Insights Into Neutron Stars From Gravitational Redshifts and Universal Relations

TL;DR

This paper introduces new universal relations involving gravitational redshift in neutron stars, enabling theoretical estimates of key properties and highlighting the reliability and limitations of these relations based on observational data.

Contribution

The study presents novel universal relations connecting gravitational redshift with neutron star properties, and assesses their accuracy and limitations using observational data.

Findings

Theoretical estimates align with Bayesian measurements for certain stars.

Universal relations are reliable with low observational uncertainties.
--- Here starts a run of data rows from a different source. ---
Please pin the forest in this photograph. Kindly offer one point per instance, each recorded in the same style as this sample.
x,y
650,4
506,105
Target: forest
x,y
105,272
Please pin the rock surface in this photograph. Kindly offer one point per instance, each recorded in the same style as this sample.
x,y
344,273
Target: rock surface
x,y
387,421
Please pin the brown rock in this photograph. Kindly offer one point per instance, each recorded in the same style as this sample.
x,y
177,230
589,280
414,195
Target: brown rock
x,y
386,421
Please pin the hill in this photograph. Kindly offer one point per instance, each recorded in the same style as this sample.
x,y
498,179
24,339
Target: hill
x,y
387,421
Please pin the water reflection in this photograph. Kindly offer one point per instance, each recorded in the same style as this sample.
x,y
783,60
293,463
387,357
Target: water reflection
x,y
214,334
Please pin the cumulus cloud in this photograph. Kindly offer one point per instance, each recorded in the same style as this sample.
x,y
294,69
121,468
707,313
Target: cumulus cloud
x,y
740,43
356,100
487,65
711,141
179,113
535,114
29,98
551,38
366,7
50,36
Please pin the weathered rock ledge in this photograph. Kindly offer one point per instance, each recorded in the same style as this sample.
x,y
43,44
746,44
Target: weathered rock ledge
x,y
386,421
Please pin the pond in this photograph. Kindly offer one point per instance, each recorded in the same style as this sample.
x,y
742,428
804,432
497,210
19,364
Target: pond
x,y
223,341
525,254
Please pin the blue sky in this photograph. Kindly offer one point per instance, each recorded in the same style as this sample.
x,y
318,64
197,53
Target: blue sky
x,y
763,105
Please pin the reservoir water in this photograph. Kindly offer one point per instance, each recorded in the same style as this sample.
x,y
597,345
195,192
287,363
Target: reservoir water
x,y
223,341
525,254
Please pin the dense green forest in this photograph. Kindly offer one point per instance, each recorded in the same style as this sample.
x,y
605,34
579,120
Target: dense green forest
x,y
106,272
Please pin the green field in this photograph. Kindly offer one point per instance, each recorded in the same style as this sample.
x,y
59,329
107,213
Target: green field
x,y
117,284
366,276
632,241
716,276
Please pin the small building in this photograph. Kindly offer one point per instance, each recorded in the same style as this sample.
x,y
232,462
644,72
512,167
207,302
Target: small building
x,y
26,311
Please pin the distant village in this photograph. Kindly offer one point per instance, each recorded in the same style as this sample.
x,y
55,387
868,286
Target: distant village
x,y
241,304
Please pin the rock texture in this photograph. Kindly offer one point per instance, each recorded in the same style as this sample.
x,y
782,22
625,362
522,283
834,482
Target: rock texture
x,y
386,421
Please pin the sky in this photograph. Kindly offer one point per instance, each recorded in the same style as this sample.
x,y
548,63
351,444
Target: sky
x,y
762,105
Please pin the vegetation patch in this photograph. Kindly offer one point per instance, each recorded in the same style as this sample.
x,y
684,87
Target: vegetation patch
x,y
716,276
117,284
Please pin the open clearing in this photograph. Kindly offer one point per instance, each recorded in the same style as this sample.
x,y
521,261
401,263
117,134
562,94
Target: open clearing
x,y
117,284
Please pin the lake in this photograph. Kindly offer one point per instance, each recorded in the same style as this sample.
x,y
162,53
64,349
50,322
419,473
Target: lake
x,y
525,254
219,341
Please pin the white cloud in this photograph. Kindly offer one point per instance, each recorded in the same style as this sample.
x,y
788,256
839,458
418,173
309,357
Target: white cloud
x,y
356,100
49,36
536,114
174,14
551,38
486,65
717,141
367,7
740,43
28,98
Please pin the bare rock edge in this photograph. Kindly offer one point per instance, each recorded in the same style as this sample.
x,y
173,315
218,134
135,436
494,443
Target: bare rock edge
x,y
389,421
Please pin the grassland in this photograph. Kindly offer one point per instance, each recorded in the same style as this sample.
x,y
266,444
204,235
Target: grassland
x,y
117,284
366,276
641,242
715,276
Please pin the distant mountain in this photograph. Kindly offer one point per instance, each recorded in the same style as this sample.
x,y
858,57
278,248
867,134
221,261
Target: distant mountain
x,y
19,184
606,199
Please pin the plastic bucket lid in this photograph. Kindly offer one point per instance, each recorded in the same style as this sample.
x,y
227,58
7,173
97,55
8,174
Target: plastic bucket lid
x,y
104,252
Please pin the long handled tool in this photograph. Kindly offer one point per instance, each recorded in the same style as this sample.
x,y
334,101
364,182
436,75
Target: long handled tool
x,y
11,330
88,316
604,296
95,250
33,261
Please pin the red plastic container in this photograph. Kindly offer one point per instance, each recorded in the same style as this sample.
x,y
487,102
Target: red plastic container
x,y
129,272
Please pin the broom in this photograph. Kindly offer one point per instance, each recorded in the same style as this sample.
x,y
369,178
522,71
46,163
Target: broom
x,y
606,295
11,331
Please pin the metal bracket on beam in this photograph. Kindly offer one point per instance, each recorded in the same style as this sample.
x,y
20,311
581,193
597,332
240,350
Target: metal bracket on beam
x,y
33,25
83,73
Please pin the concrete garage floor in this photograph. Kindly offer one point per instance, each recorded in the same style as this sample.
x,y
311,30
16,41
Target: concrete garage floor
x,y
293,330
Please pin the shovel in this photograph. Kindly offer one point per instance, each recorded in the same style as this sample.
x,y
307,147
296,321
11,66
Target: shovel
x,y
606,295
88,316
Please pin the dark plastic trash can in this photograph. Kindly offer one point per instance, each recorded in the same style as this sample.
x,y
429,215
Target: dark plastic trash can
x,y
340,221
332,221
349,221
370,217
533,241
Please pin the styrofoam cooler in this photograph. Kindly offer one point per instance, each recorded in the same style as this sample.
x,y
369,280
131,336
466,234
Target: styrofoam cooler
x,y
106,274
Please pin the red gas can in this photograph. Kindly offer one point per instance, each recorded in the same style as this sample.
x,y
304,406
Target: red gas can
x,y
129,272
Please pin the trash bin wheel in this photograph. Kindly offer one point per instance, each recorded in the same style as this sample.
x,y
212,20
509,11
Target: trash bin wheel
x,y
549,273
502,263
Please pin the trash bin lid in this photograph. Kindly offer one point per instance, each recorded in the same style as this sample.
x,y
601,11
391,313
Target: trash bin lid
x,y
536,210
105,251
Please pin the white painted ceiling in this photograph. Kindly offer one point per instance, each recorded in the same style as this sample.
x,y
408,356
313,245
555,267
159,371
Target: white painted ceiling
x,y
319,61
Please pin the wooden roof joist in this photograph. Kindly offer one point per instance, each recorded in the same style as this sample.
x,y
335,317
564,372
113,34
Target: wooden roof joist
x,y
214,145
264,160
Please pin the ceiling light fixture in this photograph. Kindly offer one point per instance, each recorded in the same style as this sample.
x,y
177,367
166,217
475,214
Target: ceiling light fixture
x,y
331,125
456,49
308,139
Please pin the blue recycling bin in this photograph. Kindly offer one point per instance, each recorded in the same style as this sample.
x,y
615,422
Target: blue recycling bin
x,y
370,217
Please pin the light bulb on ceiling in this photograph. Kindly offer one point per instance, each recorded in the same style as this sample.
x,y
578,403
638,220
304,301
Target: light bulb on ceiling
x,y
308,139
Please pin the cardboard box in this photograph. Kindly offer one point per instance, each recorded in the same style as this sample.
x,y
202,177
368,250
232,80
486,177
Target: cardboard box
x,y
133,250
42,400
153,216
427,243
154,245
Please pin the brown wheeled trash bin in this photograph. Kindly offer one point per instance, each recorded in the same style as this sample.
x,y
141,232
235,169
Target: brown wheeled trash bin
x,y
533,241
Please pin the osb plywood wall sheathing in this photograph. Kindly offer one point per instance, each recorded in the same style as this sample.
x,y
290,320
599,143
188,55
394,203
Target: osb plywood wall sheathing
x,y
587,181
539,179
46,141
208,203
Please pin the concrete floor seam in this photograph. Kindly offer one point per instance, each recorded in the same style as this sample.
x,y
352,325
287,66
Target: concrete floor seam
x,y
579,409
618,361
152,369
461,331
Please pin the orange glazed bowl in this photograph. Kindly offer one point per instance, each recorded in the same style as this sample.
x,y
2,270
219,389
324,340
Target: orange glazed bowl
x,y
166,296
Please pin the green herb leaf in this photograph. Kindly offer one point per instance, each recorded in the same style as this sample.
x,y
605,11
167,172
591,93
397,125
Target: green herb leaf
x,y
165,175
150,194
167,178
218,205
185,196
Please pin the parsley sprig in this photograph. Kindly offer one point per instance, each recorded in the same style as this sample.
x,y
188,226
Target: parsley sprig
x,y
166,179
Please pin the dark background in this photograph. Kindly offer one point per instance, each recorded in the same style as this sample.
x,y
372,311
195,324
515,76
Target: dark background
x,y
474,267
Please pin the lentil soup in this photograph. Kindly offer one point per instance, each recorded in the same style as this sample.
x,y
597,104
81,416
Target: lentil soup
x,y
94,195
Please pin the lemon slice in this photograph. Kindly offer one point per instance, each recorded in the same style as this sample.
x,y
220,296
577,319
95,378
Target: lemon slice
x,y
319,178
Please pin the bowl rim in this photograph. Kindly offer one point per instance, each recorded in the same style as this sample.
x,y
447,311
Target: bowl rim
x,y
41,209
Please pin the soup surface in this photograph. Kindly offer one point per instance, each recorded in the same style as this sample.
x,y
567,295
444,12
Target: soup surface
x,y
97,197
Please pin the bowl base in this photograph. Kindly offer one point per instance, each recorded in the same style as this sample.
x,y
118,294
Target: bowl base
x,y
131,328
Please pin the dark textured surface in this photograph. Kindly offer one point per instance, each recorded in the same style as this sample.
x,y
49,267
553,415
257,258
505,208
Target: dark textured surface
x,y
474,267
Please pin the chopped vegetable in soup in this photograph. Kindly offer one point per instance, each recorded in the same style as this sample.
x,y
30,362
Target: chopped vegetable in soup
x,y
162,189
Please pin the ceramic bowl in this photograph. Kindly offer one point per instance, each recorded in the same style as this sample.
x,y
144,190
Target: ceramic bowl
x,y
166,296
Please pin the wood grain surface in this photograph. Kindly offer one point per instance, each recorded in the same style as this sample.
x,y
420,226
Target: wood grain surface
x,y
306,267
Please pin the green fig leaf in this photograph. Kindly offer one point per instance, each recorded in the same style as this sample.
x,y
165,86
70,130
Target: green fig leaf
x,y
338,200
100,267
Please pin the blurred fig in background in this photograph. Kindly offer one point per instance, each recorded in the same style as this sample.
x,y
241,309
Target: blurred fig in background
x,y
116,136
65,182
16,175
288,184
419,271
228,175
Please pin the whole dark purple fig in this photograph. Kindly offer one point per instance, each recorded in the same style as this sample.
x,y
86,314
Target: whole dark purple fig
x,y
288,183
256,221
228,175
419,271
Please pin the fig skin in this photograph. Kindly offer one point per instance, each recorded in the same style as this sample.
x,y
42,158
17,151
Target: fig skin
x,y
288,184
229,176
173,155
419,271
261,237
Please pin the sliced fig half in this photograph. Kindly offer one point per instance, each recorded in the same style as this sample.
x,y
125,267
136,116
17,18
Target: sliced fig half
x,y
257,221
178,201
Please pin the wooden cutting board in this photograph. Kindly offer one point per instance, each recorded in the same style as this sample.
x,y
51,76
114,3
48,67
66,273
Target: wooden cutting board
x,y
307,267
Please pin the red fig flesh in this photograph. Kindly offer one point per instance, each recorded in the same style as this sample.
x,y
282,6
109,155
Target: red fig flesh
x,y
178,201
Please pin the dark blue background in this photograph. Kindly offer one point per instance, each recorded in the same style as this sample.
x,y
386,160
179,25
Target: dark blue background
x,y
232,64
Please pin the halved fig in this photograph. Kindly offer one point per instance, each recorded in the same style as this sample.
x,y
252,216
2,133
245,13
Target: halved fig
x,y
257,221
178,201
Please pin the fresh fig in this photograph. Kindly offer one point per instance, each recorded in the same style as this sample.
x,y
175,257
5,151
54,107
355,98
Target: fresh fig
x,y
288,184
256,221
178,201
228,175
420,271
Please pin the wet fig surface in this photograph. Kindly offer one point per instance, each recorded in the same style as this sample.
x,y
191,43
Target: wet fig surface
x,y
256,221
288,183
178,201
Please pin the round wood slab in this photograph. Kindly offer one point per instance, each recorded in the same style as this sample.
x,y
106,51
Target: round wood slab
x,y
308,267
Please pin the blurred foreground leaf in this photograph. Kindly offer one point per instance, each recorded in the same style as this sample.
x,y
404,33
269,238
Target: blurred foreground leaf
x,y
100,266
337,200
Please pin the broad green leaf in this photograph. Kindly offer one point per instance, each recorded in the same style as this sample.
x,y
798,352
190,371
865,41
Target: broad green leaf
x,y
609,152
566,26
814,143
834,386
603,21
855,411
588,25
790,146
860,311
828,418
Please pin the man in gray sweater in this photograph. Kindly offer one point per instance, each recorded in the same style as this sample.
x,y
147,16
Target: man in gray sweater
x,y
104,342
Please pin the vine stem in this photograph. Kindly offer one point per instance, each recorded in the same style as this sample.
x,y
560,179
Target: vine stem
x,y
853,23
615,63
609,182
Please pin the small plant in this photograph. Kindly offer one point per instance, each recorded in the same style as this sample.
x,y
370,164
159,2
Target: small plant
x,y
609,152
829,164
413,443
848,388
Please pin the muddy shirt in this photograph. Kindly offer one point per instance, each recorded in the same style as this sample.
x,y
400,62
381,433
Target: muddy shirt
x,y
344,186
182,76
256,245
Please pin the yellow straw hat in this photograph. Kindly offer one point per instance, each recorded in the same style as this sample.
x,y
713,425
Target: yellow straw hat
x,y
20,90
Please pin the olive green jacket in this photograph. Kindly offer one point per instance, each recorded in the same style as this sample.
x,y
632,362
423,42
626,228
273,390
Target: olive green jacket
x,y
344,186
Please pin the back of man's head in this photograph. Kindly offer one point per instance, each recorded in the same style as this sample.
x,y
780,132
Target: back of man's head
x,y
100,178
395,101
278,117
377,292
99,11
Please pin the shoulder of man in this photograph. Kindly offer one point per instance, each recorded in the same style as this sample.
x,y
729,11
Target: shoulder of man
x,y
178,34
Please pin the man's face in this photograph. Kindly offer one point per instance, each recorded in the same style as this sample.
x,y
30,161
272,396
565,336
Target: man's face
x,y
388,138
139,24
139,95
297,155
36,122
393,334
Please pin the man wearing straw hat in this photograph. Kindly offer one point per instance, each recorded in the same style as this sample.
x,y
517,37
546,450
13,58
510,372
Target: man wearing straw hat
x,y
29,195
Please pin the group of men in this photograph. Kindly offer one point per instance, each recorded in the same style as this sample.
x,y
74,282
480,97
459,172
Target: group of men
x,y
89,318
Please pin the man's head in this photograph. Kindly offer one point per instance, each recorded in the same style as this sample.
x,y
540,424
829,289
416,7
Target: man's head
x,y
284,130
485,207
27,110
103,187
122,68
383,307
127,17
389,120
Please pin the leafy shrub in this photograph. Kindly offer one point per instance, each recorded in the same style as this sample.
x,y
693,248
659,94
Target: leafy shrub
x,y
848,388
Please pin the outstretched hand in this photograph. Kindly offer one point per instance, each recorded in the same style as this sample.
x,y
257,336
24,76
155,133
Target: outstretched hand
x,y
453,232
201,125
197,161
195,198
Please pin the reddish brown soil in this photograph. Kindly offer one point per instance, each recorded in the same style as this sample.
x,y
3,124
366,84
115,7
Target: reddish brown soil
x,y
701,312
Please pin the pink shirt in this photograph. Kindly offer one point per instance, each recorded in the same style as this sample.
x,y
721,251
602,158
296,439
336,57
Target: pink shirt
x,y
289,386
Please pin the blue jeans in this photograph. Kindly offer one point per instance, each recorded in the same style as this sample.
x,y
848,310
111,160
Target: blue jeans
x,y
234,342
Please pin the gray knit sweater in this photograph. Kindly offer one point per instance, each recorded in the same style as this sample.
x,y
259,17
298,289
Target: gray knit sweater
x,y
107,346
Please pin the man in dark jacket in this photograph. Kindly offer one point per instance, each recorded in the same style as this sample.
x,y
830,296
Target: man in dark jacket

Violation of universality observed for some properties.

Abstract

The universal relations in neutron stars form an essential entity to understand their properties. The moment of inertia, dimensionless tidal deformability, mass quadrupole moment, and oscillation modes are some of the properties that have been studied previously in the context of universal relations. All of these quantities are measurable; thus, analyzing them is of utmost importance. In this article we provide new universal relations in the context of a neutron star's gravitational redshift. Using the redshift measurements of RBS 1223, RX J0720.4-3125, and RX J1856.5-3754, we provide theoretical estimates of moment of inertia, dimensionless tidal deformability, mass quadrupole moment, the mass of the star times the ratio of angular frequency over the spin angular moment, and the average of the speed of sound squared. In the case of the redshift measurement of RX J0720.4-3125, we found that the theoretical estimate using universal relations aligns closely with the Bayesian estimate. Our findings indicate that such theoretical predictions are highly reliable for observations with low uncertainty and can be used as an alternative for statistical analysis. Additionally, we report a violation of the universality of the dimensionless tidal deformability and average of the speed of sound squared with respect to the gravitational redshift. Our calculations further indicate that, under current astrophysical constraints, the maximum gravitational redshift attainable by neutron stars does not exceed $0.763$.